Bij gelegenheid van de zitting van de wrakingskamer heeft verzoeker nog verklaard dat mr. Van der Voet en mr. Van de Beek kennelijk geen andere ervaring hebben dan bij – respectievelijk – de rechtbank Noord-Holland en de rechtbank Amsterdam. Hadden zij die andere ervaring wel, dan zou dat een onafhankelijke en onpartijdige behandeling van zijn zaak zeer ten goede zijn gekomen, aldus verzoeker.

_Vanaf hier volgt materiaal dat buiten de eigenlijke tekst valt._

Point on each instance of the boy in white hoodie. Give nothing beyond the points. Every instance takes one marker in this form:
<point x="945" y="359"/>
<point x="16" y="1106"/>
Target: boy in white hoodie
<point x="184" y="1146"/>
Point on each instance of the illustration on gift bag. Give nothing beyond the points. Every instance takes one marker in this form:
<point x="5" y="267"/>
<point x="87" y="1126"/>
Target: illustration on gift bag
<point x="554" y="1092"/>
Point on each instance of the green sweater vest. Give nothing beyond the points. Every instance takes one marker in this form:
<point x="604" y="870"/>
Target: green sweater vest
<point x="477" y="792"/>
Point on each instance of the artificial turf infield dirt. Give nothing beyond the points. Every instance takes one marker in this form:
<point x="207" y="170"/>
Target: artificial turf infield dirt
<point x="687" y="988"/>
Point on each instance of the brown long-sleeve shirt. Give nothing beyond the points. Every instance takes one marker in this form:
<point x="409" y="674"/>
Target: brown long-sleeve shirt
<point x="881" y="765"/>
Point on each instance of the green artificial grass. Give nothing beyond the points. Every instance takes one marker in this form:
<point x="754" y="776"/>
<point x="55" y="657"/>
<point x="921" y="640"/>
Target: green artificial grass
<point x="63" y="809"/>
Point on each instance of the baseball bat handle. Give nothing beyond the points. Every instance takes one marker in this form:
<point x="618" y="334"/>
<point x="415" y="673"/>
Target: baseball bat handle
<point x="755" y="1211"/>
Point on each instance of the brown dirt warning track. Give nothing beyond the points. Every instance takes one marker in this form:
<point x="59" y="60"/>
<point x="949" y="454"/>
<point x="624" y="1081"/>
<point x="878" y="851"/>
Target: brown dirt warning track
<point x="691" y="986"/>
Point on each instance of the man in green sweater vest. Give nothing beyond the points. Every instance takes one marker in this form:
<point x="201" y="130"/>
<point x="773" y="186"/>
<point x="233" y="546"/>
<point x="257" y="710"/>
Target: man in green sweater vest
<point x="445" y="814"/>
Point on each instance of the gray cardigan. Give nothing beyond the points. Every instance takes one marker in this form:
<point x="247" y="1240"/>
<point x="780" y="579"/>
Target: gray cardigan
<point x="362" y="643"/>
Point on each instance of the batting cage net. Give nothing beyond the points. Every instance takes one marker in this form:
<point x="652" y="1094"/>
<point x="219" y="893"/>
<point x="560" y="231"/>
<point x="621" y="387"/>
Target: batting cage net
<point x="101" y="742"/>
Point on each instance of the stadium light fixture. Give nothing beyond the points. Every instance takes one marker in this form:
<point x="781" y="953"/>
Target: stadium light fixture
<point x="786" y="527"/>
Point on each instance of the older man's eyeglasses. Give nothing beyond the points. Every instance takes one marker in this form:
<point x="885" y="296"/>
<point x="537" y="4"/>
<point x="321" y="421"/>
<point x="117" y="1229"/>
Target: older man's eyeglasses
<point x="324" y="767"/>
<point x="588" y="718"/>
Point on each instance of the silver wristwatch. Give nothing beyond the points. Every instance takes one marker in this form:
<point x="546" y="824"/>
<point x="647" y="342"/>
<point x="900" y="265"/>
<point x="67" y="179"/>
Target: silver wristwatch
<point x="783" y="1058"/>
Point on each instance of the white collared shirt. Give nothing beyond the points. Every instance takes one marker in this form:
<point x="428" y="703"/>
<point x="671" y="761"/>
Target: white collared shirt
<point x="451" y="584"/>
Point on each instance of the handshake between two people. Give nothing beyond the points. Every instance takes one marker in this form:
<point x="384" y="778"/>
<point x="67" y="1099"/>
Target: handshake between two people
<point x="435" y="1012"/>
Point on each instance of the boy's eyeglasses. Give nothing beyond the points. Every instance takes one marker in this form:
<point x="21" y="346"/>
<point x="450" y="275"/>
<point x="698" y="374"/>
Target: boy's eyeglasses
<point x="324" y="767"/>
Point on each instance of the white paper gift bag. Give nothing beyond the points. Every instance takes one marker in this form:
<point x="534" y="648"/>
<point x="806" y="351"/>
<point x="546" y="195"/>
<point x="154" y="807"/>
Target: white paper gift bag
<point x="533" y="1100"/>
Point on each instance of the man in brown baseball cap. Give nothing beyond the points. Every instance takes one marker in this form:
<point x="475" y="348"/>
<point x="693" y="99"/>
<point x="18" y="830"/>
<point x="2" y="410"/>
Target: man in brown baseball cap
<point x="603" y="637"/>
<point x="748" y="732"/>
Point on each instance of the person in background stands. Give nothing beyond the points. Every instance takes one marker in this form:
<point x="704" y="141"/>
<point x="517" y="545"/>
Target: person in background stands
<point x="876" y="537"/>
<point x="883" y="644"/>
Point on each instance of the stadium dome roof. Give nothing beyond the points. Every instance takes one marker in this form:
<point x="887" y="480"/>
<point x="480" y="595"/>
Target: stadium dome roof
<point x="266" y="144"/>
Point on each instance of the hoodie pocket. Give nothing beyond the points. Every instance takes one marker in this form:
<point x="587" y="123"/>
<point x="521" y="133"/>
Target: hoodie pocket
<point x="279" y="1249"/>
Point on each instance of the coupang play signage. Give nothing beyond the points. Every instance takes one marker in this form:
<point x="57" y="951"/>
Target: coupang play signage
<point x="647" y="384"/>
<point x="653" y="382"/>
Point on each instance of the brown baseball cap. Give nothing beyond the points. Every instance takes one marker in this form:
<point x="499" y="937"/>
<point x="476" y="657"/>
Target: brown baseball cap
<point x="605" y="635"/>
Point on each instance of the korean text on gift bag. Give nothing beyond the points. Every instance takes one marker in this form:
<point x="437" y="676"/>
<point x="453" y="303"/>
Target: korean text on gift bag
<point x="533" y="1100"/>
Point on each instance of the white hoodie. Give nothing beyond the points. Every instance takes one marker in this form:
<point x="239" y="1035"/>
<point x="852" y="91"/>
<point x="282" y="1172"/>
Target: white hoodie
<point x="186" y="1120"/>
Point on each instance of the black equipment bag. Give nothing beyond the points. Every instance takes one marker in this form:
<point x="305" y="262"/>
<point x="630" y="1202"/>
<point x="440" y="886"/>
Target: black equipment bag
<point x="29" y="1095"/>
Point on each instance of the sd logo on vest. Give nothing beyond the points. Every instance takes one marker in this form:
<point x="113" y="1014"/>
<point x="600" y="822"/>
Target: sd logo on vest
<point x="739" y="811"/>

Voor zover verzoeker hiermee heeft bedoeld een wrakingsverzoek in te dienen tegen genoemde leden van de wrakingskamer, laat de wrakingskamer dat verzoek buiten behandeling. Als sprake is van een opeenstapeling van wrakingsverzoeken doordat eerst de raadsheren in de hoofdzaak en vervolgens leden van de wrakingskamer worden gewraakt, kan de wrakingskamer, mede ter voorkoming van ongerechtvaardigd oponthoud, in geval van evident misbruik van recht het verzoek tot wraking van een of meer van haar leden buiten behandeling laten. Dat is hier aan de orde. Dat mr. Van der Voet (wrakingskamer: tot 30 september 2015) rechter-plaatsvervanger was in de rechtbank Noord-Holland en mr. Van de Beek (wrakingskamer: tot 22 maart 2002) rechter was in de rechtbank Amsterdam en dat zij daarom mogelijk niet genegen zullen zijn een jegens andere raadsheren in het hof gedaan verzoek tot wraking toe te wijzen is – nu het tot de taak van het hof hoort om te oordelen over zaken waarover reeds een rechtbank heeft geoordeeld en het verzoek verder geen enkel feit en geen enkele omstandigheid vermeldt waaruit kan volgen dat de rechterlijke onpartijdigheid van de desbetreffende raadsheren schade kan lijden of dat daarvoor een objectief gerechtvaardigde vrees bestaat – zo ongerijmd dat gesproken kan worden van een verzoek dat “immediately appear(s) to be manifestly devoid of merit” (vgl. EHRM 23 april 1996, 16839/90).

5.De beslissing

Het hof:
- stelt het verzoek tot wraking, zoals gedaan ten aanzien van de leden van de wrakingskamer mr. Van der Voet en mr. Van de Beek buiten behandeling;
- wijst het verzoek tot wraking van de mrs. A.M.J.G. van Amsterdam, M.J. Leijdekker en J.P.R. van den Berg af.
Deze beslissing is gegeven door mrs. M.L.M. van der Voet, A.N. van de Beek en P.F.G.T. Hofmeijer-Rutten in tegenwoordigheid van mr. P. Stubbe als griffier, en is door de oudste raadsheer in het openbaar uitgesproken op 1 mei 2023.